Sri Lanka's military says land and sea clashes in the past day have left about 70 Tamil rebels dead. VOA's Steve Herman reports from New Delhi that the fighting in the east of the country comes before a widely anticipated push by government forces to try to wipe out the rebels in their northern stronghold.
Sri Lanka's military said the rebels were killed on land and at sea and that it destroyed three small camps belonging to the separatists.
The Liberation Tigers of Tamil Eelam rebels are fighting for a separate state in the island's north and east.
The director of the military's Media Center for National Security, Lakshman Hulugalle, says the latest casualties are part of a campaign to eradicate the insurgents in the eastern part of the country.
"Operations have been going on for the last couple of weeks. It is a thick jungle with caves. These people have been hiding under caves and inside caves, so we have been clearing this area," said Hulugalle.

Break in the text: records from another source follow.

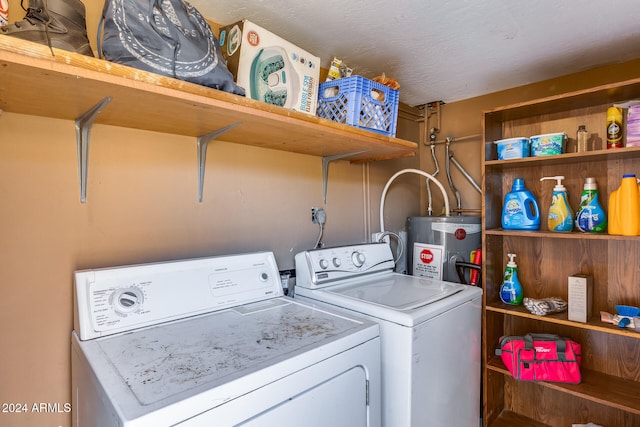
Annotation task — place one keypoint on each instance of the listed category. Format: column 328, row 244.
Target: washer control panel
column 319, row 267
column 120, row 299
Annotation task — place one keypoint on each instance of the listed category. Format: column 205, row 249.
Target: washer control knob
column 127, row 300
column 358, row 259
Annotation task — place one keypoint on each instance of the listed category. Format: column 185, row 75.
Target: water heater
column 435, row 243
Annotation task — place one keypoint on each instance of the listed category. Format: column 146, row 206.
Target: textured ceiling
column 449, row 49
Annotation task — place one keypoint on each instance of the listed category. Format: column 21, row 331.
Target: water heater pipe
column 419, row 172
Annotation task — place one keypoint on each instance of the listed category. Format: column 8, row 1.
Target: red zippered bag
column 541, row 357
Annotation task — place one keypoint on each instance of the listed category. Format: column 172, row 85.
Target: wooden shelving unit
column 69, row 85
column 609, row 393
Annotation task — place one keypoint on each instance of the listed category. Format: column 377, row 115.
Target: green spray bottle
column 560, row 217
column 511, row 290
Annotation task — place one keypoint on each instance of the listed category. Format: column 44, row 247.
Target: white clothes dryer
column 213, row 341
column 429, row 330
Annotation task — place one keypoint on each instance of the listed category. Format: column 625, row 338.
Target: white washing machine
column 213, row 341
column 429, row 330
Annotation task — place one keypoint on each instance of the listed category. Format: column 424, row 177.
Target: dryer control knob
column 358, row 259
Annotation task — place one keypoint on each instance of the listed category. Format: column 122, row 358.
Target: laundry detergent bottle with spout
column 624, row 208
column 590, row 217
column 511, row 289
column 560, row 217
column 520, row 210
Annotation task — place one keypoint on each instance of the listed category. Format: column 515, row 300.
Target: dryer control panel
column 120, row 299
column 320, row 267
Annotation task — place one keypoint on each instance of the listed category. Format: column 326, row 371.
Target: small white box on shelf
column 580, row 297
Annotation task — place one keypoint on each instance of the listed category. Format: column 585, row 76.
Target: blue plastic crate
column 352, row 100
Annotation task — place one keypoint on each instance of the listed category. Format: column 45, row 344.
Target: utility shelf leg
column 202, row 143
column 325, row 168
column 83, row 131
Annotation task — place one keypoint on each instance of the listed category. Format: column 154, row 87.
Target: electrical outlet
column 318, row 216
column 379, row 237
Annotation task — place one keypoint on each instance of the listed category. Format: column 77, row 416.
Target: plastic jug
column 520, row 210
column 624, row 208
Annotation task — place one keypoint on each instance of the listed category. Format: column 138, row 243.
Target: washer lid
column 399, row 292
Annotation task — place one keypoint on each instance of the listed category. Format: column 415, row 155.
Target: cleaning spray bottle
column 590, row 217
column 520, row 210
column 511, row 289
column 560, row 217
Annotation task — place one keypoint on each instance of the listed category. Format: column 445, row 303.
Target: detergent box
column 270, row 68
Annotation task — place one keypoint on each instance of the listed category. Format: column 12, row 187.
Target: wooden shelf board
column 66, row 85
column 601, row 95
column 593, row 324
column 566, row 158
column 597, row 387
column 551, row 235
column 511, row 419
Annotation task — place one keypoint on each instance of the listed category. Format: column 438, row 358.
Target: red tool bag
column 541, row 357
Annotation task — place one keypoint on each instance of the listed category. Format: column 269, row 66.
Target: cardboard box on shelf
column 580, row 297
column 270, row 68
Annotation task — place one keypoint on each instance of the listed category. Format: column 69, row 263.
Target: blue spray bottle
column 511, row 290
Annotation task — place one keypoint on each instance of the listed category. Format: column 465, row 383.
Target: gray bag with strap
column 168, row 37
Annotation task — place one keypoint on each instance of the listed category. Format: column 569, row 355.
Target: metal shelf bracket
column 325, row 168
column 202, row 143
column 83, row 131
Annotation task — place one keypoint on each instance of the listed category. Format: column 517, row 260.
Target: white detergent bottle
column 560, row 217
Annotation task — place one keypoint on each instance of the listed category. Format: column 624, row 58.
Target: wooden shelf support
column 83, row 131
column 325, row 168
column 201, row 143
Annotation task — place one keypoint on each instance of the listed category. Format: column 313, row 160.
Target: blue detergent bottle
column 511, row 290
column 520, row 210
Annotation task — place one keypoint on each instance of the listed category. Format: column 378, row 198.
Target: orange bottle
column 624, row 208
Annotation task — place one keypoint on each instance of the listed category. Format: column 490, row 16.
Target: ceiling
column 448, row 50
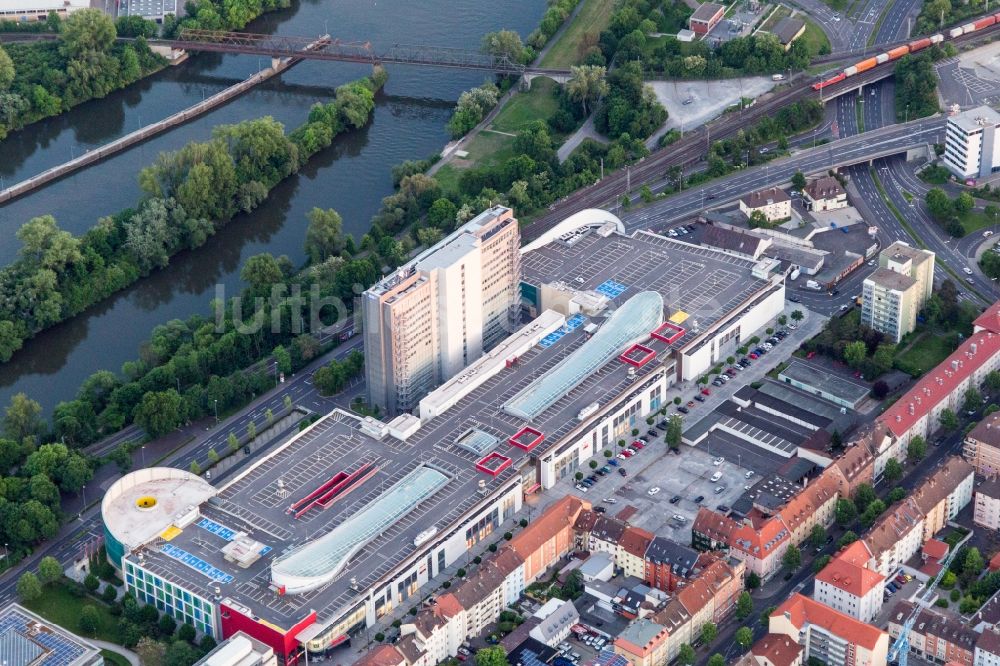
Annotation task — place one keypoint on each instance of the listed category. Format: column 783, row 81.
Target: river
column 351, row 176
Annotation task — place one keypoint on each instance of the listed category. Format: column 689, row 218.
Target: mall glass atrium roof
column 318, row 562
column 631, row 322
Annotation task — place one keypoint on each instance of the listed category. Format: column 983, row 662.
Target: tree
column 586, row 84
column 820, row 562
column 28, row 588
column 846, row 512
column 492, row 656
column 855, row 353
column 6, row 70
column 916, row 449
column 792, row 559
column 261, row 272
column 893, row 470
column 708, row 633
column 89, row 621
column 49, row 570
column 744, row 606
column 675, row 428
column 947, row 420
column 798, row 181
column 324, row 235
column 159, row 412
column 87, row 31
column 503, row 44
column 817, row 536
column 150, row 651
column 848, row 538
column 22, row 418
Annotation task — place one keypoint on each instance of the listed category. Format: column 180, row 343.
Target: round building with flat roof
column 147, row 504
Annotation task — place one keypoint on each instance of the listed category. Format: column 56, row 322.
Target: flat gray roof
column 703, row 282
column 810, row 375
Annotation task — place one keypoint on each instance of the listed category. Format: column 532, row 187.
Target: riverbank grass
column 594, row 17
column 61, row 605
column 538, row 103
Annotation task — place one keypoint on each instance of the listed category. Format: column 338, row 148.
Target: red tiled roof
column 802, row 610
column 778, row 649
column 935, row 549
column 937, row 384
column 635, row 541
column 760, row 542
column 849, row 571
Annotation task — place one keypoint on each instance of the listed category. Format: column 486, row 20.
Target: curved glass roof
column 316, row 563
column 632, row 321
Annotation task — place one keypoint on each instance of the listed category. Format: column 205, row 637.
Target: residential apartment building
column 706, row 17
column 829, row 635
column 986, row 511
column 631, row 553
column 982, row 446
column 548, row 537
column 439, row 312
column 987, row 652
column 643, row 643
column 824, row 193
column 773, row 202
column 943, row 494
column 896, row 536
column 668, row 564
column 775, row 650
column 850, row 584
column 918, row 411
column 971, row 149
column 893, row 294
column 935, row 637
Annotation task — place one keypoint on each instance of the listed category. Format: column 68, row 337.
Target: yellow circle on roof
column 145, row 502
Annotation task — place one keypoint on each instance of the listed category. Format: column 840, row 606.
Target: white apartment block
column 436, row 314
column 971, row 149
column 773, row 202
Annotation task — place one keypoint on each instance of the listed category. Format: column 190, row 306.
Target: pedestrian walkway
column 132, row 657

Earlier, Sri Lanka's navy fought a sea battle with a cluster of rebel boats off Point Pedro, along the north-eastern coast of the country.
The military said five vessels were sunk and nine others damaged when a navy patrol boat came under attack from the fleet of LTTE boats. The navy said it did not lose a boat.

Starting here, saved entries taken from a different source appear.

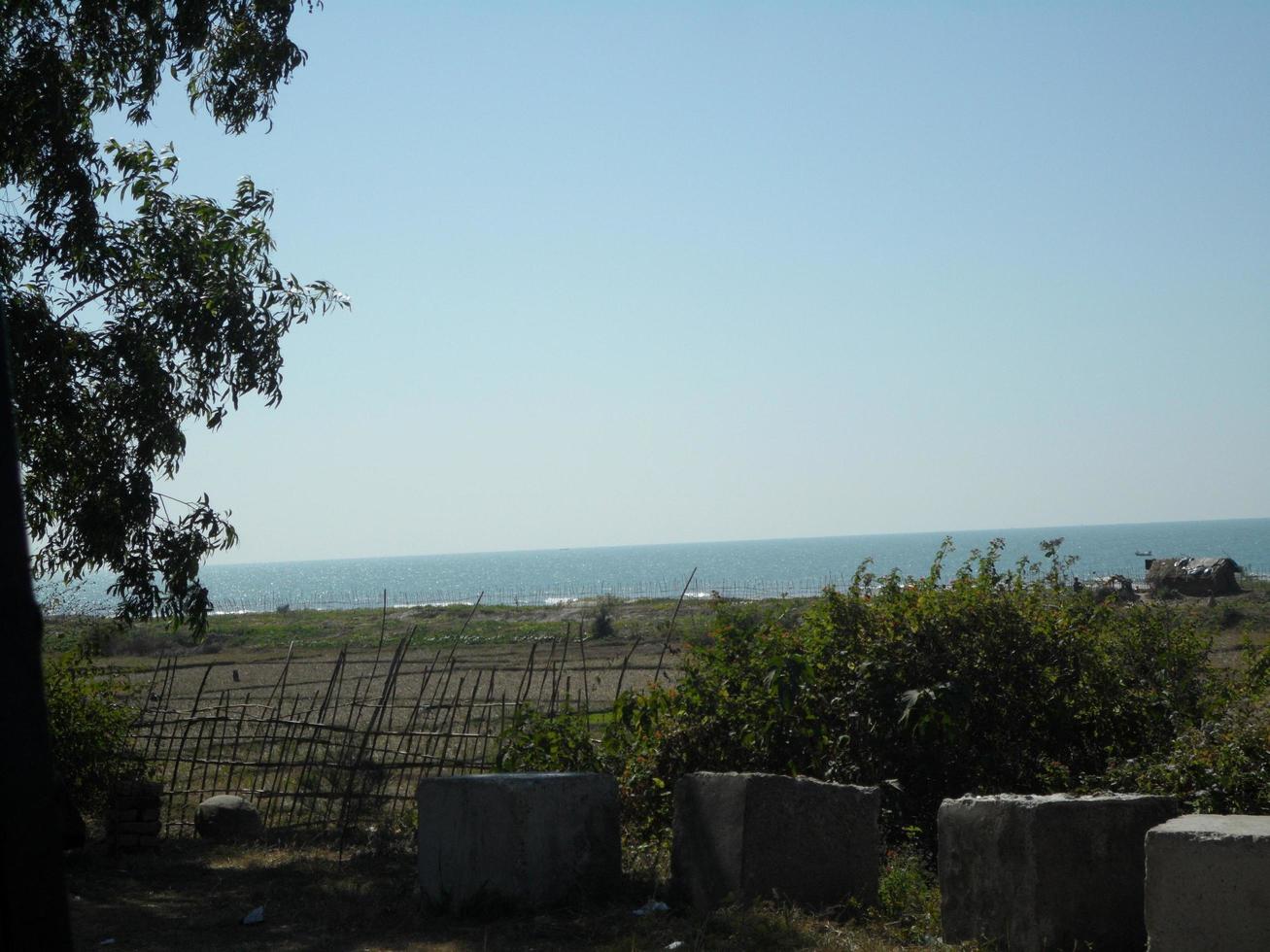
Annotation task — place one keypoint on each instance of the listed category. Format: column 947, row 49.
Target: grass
column 1233, row 621
column 192, row 897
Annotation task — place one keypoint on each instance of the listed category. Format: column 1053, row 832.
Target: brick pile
column 132, row 822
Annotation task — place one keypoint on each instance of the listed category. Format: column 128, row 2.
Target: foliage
column 126, row 326
column 992, row 681
column 555, row 740
column 89, row 725
column 604, row 624
column 1220, row 765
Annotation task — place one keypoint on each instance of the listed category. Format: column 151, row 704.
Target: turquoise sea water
column 738, row 569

Military officials say they called in air support to destroy part of the enemy flotilla while the Army fired multi-barrel rockets at the rebel vessels.
There is no independent verification of the casualty figures. Both the government and the rebels are known to routinely inflate the enemy death toll.
Lakshman Hulugalle, at the military's media center, predicts that the rebels will be vanquished in the east within days.
"After we clear and rehabilitate these areas the next step is to clear the north," he said
While there has been no comment from the LTTE on the latest fighting, it said earlier it would struggle to hold on to its territory after making what it called "tactical withdrawals."
An estimated 70,000 people have died during the past two decades in fighting between the government and the rebels. About 5,000 people have been killed since December 2005 when violence flared again, despite a three-year old ceasefire mediated by Norway.
The rebels have been waging a bloody campaign since 1983 to create an independent state for Sri Lanka's three million ethnic Tamils, who are mostly Hindus. The government is run by the majority Sinhalese, who are primarily Buddhists.